Like a lot of humans, monkeys might not be able to do calculus. But a new study shows that they can learn and rapidly apply abstract mathematical principles.

Previous work has shown that monkeys and birds can count, but flexible applications of higher mathematic rules, the study authors asserted, "require the highest degree of internal structuring"—one thought largely to be the domain of only humans.

So researchers based at the Institute of Neurobiology at the University of Tubingen in Germany set out to see whether rhesus monkeys could learn and flexibly apply the greater-than and less-than rule. They tested the monkeys with groups of both ordered and random dots, many of which were novel combinations to ensure that the subjects couldn't have simply memorized them. The monkeys were cued into applying either the greater-than or less-than rule by the amount of time that elapsed between being shown the first and second group of dots.

"The monkeys immediately generalized the greater than and less than rules to numerosities that had not been presented previously," the two researchers, Sylvia Bongard and Andreas Nieder, wrote. "This indicates that they understood this basic mathematical principle irrespective of the absolute numerical value of the sample displays." In other words: "They had learned an abstract mathematical principle."
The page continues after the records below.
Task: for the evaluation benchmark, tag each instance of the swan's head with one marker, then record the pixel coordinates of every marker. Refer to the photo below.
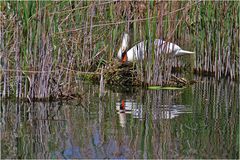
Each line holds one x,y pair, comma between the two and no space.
124,46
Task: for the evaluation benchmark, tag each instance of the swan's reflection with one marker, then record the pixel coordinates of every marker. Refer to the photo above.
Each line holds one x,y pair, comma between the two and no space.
129,106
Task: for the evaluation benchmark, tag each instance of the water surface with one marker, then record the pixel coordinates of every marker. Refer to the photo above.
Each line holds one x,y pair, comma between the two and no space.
201,121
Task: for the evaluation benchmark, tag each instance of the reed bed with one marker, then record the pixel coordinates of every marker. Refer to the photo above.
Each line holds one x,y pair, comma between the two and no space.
46,46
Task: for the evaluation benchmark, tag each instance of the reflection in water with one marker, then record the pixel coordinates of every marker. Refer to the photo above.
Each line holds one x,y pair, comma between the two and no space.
198,122
129,106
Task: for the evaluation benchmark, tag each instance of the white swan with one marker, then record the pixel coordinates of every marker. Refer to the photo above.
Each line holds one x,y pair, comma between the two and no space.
138,51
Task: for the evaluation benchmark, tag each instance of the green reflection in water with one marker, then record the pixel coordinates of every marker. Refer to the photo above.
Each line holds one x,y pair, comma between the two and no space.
201,121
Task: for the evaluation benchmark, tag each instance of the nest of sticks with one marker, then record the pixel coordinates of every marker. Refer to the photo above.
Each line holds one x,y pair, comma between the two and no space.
116,73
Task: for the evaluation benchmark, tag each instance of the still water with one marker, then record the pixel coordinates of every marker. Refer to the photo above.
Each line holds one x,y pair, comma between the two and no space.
201,121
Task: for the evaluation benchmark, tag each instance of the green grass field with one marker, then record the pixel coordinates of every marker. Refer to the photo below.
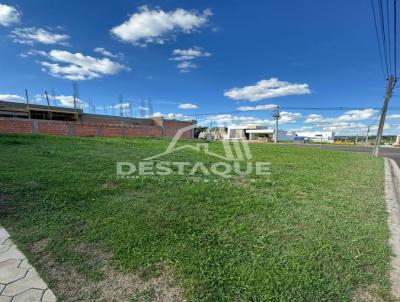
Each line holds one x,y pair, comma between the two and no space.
316,230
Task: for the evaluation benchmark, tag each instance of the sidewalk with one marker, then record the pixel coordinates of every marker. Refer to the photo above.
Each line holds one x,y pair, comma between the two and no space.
19,281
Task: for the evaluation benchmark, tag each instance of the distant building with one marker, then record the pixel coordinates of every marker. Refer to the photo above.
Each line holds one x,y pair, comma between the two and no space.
257,132
318,136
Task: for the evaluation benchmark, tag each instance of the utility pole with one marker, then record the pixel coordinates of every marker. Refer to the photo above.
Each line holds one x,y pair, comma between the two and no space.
388,95
48,105
356,141
27,103
276,115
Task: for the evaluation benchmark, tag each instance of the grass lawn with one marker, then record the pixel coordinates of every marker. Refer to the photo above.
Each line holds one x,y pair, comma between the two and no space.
316,230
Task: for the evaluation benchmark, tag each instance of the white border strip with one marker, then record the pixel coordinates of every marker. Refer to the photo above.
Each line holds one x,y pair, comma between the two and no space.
392,198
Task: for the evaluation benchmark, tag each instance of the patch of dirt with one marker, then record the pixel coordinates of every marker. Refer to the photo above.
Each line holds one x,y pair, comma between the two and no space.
109,184
70,285
7,203
367,295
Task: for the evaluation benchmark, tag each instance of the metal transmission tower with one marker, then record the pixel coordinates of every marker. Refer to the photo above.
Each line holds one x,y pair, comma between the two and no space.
53,97
142,108
75,93
131,108
388,95
150,108
276,115
121,109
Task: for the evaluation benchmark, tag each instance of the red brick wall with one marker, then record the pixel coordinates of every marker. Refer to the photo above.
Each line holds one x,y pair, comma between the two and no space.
10,126
169,128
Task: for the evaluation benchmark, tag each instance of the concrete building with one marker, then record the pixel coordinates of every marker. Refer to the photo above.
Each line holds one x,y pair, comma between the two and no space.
318,136
257,132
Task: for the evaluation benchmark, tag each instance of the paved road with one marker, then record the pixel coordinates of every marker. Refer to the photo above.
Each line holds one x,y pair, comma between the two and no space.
390,152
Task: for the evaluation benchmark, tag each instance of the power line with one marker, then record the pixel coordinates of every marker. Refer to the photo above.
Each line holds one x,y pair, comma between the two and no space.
382,23
395,36
378,40
388,34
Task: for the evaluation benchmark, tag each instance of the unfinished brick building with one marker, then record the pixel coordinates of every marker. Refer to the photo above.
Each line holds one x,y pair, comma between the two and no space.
39,119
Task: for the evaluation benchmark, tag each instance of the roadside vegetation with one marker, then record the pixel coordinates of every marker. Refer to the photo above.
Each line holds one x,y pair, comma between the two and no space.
315,230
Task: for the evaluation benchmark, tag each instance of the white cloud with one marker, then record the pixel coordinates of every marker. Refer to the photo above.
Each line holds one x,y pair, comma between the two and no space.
258,107
357,115
188,106
9,15
186,66
348,122
393,116
348,116
313,118
31,35
173,116
107,53
188,54
266,89
68,101
76,66
185,56
12,98
156,26
289,117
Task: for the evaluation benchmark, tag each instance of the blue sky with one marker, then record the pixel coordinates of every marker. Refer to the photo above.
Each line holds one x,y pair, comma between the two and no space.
217,56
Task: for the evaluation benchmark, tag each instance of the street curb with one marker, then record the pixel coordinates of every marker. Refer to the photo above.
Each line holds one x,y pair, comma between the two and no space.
392,199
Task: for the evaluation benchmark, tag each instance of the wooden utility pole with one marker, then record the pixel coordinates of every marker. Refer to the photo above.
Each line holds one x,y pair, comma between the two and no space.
27,103
48,105
386,99
276,115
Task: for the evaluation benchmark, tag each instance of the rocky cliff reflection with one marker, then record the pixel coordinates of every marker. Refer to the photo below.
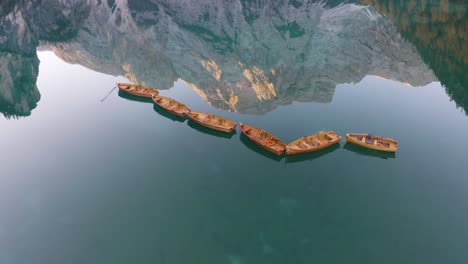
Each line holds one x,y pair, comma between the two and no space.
23,24
245,56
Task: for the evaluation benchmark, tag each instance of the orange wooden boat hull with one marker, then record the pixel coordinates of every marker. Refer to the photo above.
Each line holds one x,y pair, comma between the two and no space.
227,129
124,87
293,151
181,111
279,151
377,142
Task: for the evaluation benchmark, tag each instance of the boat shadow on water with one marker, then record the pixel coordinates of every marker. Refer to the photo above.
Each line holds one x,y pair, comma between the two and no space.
249,144
135,98
209,131
369,152
312,155
166,114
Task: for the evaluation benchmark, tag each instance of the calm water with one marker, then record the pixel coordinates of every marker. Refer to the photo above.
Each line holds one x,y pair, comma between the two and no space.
120,181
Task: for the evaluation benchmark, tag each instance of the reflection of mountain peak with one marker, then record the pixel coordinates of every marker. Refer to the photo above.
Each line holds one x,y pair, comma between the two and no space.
246,56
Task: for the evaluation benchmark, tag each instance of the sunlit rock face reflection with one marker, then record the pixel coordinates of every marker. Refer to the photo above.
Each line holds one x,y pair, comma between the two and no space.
245,56
18,90
438,29
23,24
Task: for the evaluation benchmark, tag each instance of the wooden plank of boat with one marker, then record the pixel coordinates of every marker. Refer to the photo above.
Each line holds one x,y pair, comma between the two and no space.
171,105
212,121
137,90
263,139
372,142
313,142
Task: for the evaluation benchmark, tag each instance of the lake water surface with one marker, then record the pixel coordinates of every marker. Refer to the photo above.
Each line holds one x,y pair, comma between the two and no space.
120,181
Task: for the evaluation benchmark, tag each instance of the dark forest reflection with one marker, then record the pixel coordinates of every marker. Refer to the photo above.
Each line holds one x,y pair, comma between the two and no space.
247,56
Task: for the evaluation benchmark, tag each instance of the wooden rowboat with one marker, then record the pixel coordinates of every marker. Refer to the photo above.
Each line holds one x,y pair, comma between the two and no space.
212,121
373,142
264,139
313,142
137,90
171,105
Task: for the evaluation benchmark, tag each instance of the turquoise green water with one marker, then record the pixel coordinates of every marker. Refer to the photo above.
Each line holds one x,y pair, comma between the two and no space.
120,181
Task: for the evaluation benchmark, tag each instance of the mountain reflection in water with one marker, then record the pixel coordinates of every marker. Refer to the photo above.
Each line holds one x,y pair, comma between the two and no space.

But the researchers were after more than simple ape arithmetic. "If and how mathematical rules can be represented by single neurons," they wrote, "has remained elusive." So during the experiment, they recorded the activity of randomly selected neurons in the lateral prefrontal cortexes of the rhesus monkeys. They chose that region of the brain because functional imaging (fMRI) studies have shown that rule-based arithmetic activates that part of the brain in humans, too. 

The data revealed that in the observed part of the brain, the majority of the neurons selected were involved in applying the mathematical rules (with equal portions activating for the greater-than and less-than applications) rather than obtaining and retaining the sensory details. The researchers concluded that this begs for a processing model that has "specific 'rule-coding' units that control the flow of information between segregated input, memory and output."

What does this mean for us, the only calculator-punching primates? The researchers noted that it likely points to a much older evolutionary root to abstract math: "These neuronal circuits…could readily be adopted in the course of primate evolution for syntactic processing of numbers in formalized mathematical systems."

The research was published online January 18 in Proceedings of the National Academy of Sciences.